Les opérations du Printemps Républicain réactivent des formes de violences symboliques et de hiérarchisations raciales à l’œuvre dans le monde social. Elles produisent beaucoup de souffrance, d’inquiétude, de violence. Elles ne peuvent pas ne pas heurter, angoisser, et produire des sentiments d’illégitimité, de précarité et d’autocensure chez beaucoup de non-blancs : puis-je dire ça ? A quoi je m’expose si je dis ça ? avec qui je peux m’afficher ?

Autrement dit, le printemps républicain n’est pas un groupe qui défend même une version stricte de la laïcité. C’est un groupe qui défend une suprématie blanche dans l’accès légitime à l’espace culturel, politique et médiatique.

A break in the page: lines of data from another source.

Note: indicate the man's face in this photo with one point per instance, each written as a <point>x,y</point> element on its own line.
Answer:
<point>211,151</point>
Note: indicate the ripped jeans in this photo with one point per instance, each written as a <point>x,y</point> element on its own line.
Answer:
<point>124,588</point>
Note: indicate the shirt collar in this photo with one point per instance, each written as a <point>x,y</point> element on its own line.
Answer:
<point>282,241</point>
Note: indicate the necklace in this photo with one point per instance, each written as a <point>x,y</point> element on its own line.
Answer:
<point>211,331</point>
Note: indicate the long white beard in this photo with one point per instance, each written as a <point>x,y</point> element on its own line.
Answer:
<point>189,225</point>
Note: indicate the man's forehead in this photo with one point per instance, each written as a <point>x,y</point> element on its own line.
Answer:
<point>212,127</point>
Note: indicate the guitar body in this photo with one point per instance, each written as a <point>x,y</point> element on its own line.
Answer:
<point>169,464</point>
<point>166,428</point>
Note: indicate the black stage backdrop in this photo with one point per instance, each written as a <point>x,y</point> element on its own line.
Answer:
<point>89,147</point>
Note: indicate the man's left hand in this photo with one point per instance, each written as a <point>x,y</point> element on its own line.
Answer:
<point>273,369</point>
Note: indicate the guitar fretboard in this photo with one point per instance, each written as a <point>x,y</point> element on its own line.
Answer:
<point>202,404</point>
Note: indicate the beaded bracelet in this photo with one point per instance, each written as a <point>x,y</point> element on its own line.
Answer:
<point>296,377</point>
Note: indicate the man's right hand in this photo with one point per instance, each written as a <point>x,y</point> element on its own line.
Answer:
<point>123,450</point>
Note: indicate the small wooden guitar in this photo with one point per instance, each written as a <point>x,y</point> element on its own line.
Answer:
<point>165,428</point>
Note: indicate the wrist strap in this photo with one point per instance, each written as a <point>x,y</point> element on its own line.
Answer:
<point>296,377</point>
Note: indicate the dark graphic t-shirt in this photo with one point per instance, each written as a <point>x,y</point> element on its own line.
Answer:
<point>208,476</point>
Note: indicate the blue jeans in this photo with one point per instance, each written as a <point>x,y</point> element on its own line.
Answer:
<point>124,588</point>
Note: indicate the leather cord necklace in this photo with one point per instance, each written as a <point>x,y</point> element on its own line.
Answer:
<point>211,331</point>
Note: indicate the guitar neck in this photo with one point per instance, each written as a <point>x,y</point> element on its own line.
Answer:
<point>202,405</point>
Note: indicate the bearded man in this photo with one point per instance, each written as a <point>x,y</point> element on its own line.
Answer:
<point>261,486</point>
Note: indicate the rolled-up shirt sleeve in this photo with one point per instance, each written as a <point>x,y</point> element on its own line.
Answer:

La question qui se pose alors immédiatement est : comment devons-nous lutter contre le printemps républicain ? C’est une question aussi large et difficile que « Comment lutter contre le racisme » ? En tout cas, il est certain que si nous voulons leur faire perdre leur efficacité nous devons au maximum les nommer, les disqualifier, les révéler pour ce qu’ils sont.

La Manif pour tous vient d’être définitivement désignée comme un groupe homophobe et pouvoir le dire est une grande victoire de la vérité. Peut-être le point de départ d’un mouvement de contre-offensive est-il alors, dans le même mouvement, de commencer par dire que le Printemps Républicain est, objectivement, un groupe tangent au racisme.